That reminds me of the "next great thing" in the PC world (which then was
mostly Apple, with a few 8080 and z80 boxes thrown in) circa 1981 - UCSD
Pascal.  It created and ran byte code.  It was slower than (insert favorite
analogy here).  Those that forget history...
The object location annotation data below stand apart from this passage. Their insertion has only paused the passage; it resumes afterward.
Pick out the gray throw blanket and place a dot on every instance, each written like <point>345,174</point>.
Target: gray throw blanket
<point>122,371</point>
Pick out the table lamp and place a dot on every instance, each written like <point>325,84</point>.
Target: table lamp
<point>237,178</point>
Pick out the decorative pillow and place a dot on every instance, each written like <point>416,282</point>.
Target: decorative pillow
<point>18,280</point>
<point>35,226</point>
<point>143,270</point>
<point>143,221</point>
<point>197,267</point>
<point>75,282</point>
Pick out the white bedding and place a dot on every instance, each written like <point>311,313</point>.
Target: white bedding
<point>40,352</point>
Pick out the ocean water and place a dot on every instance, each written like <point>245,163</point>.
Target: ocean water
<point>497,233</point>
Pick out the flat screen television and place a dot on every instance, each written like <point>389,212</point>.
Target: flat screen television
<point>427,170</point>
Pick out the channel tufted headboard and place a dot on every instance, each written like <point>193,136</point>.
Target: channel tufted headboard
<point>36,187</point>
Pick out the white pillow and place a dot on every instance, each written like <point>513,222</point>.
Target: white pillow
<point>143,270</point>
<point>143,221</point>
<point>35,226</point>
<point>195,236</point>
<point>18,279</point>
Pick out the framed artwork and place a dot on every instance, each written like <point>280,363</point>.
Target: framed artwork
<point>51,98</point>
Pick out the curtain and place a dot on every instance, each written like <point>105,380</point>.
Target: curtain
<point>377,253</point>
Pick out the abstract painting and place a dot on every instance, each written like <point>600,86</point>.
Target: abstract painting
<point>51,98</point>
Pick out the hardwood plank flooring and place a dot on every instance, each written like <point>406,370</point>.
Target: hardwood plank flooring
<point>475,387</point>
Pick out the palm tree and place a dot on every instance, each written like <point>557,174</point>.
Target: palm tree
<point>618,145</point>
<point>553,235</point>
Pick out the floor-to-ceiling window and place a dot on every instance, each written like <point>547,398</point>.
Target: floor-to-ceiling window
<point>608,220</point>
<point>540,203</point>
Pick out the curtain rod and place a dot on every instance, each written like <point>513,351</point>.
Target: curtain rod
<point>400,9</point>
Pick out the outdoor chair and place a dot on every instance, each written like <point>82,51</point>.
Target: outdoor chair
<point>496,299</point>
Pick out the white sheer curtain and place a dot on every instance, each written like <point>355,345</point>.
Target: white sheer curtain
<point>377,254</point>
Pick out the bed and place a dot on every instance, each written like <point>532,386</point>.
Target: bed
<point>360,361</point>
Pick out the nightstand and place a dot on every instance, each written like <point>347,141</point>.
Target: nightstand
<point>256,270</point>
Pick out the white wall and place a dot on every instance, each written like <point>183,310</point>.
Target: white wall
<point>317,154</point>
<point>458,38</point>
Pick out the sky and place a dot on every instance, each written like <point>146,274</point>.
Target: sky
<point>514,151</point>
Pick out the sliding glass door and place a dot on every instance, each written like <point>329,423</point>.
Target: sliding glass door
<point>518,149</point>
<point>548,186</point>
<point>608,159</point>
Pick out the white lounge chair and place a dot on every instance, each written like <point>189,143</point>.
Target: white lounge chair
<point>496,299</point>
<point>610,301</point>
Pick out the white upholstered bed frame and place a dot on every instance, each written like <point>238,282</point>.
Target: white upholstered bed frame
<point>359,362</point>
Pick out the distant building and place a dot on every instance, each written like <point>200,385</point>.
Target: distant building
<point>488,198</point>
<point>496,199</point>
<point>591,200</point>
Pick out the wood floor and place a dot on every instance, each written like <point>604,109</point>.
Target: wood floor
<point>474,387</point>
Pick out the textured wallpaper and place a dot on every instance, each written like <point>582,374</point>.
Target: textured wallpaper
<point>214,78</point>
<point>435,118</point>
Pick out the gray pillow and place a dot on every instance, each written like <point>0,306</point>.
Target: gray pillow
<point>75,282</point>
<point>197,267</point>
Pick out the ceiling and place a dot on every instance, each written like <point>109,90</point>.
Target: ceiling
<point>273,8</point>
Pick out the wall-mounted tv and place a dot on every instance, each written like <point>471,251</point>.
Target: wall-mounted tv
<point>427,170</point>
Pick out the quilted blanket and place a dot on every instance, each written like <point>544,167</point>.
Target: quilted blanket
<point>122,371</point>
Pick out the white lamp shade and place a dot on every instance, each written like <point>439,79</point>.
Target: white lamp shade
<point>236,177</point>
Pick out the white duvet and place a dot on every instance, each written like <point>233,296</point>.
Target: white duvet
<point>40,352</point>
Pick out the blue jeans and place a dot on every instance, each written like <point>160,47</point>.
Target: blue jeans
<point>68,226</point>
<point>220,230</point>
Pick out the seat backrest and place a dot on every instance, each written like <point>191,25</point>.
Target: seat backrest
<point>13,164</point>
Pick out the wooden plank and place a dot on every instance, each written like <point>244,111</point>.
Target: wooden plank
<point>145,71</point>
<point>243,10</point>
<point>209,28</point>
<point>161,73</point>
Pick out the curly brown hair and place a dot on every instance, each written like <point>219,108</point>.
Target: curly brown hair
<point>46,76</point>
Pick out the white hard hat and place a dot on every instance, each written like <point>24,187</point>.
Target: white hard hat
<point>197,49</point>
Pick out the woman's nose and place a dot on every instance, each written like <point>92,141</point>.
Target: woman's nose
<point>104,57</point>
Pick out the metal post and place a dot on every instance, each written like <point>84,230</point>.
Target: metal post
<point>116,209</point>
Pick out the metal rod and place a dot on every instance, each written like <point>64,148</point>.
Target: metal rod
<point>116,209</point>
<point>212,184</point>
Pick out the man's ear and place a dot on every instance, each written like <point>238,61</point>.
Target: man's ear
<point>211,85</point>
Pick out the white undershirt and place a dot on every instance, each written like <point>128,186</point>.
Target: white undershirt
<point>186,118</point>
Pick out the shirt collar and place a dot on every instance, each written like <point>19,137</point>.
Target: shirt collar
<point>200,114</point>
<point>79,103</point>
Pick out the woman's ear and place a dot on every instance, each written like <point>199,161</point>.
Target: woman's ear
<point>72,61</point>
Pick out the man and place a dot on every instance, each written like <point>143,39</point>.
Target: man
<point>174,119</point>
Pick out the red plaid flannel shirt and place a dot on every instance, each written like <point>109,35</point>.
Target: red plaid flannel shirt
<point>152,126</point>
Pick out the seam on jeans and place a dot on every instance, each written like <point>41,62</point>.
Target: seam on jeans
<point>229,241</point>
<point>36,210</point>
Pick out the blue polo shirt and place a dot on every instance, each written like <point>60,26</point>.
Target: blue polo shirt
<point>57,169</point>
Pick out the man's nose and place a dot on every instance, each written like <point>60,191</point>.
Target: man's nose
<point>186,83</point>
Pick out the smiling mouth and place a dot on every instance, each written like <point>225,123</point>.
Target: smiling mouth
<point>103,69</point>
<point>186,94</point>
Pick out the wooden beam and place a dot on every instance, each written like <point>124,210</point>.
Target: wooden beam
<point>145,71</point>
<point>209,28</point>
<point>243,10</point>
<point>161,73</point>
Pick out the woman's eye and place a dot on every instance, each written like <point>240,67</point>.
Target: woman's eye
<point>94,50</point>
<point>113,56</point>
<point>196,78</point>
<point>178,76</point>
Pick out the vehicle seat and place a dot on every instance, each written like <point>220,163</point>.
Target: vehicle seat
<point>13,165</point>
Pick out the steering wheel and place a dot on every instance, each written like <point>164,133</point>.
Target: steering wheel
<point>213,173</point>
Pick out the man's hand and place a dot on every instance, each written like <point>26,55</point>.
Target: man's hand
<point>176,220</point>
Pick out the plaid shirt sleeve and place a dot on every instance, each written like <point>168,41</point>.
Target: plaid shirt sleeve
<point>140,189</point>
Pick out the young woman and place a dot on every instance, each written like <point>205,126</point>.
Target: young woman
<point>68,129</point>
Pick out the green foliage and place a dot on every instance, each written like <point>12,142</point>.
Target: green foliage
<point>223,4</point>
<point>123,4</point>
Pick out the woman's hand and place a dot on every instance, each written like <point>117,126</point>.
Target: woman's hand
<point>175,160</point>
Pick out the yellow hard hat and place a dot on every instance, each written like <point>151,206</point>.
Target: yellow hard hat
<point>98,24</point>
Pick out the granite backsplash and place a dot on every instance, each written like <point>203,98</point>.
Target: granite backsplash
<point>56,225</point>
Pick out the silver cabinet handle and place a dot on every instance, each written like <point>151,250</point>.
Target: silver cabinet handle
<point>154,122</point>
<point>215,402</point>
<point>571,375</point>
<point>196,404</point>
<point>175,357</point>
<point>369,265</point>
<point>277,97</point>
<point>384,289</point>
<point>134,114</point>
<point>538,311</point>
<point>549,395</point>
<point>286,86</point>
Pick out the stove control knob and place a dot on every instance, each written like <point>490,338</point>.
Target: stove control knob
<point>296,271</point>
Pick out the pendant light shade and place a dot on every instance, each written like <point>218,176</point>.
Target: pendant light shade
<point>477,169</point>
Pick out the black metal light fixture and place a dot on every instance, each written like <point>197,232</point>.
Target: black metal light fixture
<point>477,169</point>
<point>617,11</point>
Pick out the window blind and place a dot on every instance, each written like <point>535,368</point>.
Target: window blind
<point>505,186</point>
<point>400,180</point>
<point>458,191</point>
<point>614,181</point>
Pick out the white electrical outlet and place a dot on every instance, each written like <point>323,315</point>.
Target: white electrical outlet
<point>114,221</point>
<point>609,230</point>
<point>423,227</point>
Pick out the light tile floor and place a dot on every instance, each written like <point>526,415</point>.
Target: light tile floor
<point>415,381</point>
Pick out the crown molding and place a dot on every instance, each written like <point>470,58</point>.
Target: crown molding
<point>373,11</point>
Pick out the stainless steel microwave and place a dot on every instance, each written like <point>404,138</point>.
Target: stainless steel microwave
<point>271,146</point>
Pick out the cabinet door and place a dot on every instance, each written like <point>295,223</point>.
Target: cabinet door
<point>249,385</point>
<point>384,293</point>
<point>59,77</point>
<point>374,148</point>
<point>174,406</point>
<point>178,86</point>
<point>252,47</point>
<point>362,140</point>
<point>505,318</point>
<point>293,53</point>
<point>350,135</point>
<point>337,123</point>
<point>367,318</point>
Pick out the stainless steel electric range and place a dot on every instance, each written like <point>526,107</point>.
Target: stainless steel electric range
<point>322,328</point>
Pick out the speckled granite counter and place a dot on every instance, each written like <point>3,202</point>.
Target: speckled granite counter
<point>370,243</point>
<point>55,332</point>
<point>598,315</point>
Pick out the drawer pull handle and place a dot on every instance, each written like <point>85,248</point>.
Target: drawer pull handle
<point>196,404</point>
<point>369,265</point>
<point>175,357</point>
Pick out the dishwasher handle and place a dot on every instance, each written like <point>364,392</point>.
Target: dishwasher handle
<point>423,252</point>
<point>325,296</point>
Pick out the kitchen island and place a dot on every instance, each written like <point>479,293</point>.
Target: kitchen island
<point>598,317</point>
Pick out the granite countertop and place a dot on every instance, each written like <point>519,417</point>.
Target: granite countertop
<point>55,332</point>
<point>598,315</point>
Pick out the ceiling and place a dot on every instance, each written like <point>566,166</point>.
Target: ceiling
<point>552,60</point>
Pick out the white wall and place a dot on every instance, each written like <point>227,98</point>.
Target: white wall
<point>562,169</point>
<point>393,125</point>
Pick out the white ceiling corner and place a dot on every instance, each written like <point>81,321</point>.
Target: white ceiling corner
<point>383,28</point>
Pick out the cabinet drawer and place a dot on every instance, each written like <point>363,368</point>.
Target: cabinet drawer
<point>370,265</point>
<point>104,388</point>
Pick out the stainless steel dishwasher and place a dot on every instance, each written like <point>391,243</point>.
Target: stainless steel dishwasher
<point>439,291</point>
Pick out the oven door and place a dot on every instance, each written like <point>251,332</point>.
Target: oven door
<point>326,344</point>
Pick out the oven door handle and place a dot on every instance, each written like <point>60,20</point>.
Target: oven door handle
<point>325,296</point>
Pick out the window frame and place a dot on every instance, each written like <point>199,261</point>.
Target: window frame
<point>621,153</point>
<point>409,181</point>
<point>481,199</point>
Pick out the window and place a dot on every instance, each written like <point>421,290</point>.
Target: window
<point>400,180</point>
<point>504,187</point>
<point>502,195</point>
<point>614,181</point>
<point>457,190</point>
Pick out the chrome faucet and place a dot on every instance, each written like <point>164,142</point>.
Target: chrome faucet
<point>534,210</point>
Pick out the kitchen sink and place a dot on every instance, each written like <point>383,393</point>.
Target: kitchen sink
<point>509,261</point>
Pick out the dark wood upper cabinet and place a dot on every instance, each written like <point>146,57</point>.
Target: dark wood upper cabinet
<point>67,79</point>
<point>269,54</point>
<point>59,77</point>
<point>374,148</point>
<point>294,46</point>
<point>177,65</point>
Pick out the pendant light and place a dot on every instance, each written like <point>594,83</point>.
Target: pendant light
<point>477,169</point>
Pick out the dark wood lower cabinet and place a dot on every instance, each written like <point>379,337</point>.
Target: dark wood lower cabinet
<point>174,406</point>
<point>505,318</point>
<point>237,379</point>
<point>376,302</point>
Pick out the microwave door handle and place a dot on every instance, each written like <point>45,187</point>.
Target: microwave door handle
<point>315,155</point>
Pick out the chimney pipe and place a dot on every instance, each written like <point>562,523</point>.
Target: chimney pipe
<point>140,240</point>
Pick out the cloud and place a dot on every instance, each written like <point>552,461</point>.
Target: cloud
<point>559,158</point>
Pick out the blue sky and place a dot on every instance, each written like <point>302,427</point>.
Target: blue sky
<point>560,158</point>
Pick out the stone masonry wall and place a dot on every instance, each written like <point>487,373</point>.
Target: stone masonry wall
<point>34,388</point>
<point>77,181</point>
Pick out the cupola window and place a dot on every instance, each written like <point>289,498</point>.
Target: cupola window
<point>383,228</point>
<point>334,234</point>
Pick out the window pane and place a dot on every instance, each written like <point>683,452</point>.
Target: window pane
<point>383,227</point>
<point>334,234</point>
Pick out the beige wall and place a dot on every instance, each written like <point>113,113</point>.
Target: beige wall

I don't care how optimized your interpreter or virtual machine or whatever
is - it's never gonna be faster than compiling to the native machine code.
That's why MANTIS was (and probably still is) so slow.  That's why Software
AG had to come out with the NATURAL Optimizing Compiler. (It's actually
pretty slick - the resulting byte/machine code object can run on z/OS,
z/VSE, z/VM or BS2000/OSD, and older versions could run on WANG VS.)

Later,
Ray

-----Original Message-----
From: IBM Mainframe Discussion List [mailto:[EMAIL PROTECTED] On Behalf
Of McKown, John
Sent: Wednesday July 19 2006 11:03
To: IBM-MAIN@BAMA.UA.EDU
Subject: Re: Why is zSeries so CPU poor?

> -----Original Message-----
> From: IBM Mainframe Discussion List
> [mailto:[EMAIL PROTECTED] On Behalf Of Kuredjian, Michael
> Sent: Wednesday, July 19, 2006 12:59 PM
> To: IBM-MAIN@BAMA.UA.EDU
> Subject: Re: Why is zSeries so CPU poor?
> 
> 
> It's an interpreted language.

Again, not really. The Java source code is actually compiled to a binary
form which is called "Java Byte Code". This byte code is similar in nature
to a normal processor's instruction set. 
I guess you could say that the JVM "inteprets" the byte code. But I think of
it more like the JVM includes a byte code emulator (like the old 1401
emulator). But, from what I can tell,the Java byte code doesn't match the
zSeries instruction set very well. So it is relatively inefficient.